Associate Professor, Department of Biochemistry
Senior Scientist, SickKids
I am an organelle cell biologist who focuses on understanding cellular processes in the perceptive of organelles to understand human diseases. One of my main focus is understanding the role of the metabolic organelles, the peroxisomes. Peroxisomes are metabolic organelles are critical for metabolism of lipids and redox homeostasis. One of our goal is to understand the role of peroxisomes in pathogenesis of obesity and type 2 diabetes mellitus (T2DM). For this reason, my lab has two area of interest in respect to T2DM:
1) There is growing evidence to suggest a potential involvement of peroxisomes in pathogenesis of obesity and type 2 diabetes mellitus (T2DM). For example, plasma levels of nonesterified fatty acids (NEFAs) are increased under the conditions of obesity and adipose dysfunction, which ultimately exert lipotoxicity and promote insulin resistance. Since peroxisomes may play a pivotal role in regulating plasma NEFA levels through governing lipid droplet (LD) formation and fatty acid oxidation in adipocytes, we are studying the role of adipose-peroxisomes can be directly associated with pathogenesis of T2DM.

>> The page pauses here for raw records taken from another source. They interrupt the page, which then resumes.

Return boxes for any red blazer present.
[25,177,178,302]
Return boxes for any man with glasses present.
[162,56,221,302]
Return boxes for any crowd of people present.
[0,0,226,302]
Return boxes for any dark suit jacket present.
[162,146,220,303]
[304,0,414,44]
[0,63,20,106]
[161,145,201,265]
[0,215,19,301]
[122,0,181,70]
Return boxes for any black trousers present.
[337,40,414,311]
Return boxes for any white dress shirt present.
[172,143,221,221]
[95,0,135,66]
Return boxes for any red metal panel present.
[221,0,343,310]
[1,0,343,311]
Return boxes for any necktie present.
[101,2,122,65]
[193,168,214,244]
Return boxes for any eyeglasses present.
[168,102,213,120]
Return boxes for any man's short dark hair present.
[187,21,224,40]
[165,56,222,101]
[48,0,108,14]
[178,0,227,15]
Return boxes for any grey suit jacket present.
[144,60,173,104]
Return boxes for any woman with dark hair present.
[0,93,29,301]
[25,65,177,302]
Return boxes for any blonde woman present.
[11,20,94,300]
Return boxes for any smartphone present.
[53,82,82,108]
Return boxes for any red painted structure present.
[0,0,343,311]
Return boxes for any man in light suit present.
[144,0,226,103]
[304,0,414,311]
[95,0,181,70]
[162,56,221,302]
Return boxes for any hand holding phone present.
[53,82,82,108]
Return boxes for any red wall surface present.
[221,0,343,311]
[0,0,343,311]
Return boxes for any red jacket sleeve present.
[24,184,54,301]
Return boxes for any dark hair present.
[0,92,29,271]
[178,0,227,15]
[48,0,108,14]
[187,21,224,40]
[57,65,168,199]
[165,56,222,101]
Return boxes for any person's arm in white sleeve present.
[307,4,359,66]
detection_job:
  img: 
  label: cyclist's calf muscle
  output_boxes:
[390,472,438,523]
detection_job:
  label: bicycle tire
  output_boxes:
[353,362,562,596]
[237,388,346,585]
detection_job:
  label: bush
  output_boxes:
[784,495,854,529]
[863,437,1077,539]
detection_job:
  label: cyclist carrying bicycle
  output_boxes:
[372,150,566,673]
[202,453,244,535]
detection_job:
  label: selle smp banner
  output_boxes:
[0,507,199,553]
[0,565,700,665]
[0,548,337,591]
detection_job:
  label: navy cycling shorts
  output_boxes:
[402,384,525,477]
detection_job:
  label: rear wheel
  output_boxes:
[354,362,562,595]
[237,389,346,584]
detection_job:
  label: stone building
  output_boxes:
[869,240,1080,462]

2) Recently it has been demonstrated that H2O2 generated in peroxisomes rather than in the mitochondria is responsible for NEFA-induced lipotoxicity in pancreatic beta-cells. Therefore, when the elevated levels of NEFAs in obesity exceed the capacity of mitochondrial beta-oxidation, the excess fatty acids will be metabolized via peroxisomal beta-oxidation, leading to increased production of H2O2. Therefore, we are studying whether a lack of peroxisomes in pancreatic beta-cells impedes the inactivation of H2O2, resulting in b-cell dysfunction due to ROS-mediated lipotoxicity.
Department of Molecular Genetics
Although mesenchymal-epithelial interactions play a critical role in organ development and stem cells, little is known about digestive organ-specific stromal signals. Utilizing reporter mice that label pancreatic, stomach and intestinal stromal cells, we analyzed their gene expression and identified pancreatic stroma-specific downregulation of Hh signaling. To investigate how mesenchymal Hh signaling is tightly regulated, we conditionally deleted two Hh negative regulators, Sufu and Spop, in the pancreatic mesenchyme and demonstrated their critical roles in beta cell differentiation during pancreatic development. Since Hh activation increases the expression of gut mesenchymal Wnt ligands, leading to severe defects in beta cell development, in collaboration with Dr. Cristina Nostro’s group, we examined the role of Wnt signaling in hESC differentiation. Notably, Wnt inhibitors such as WIKI4 significantly increased the number of C-PEP+/NKX6.1+ beta-like cells, whereas its agonist, CHIR99021, impaired the expression of pancreatic progenitors and endocrine lineage markers. Our goal is to define the signaling and epigenetic mechanisms of pancreatic niche signals for beta cell maturation and function.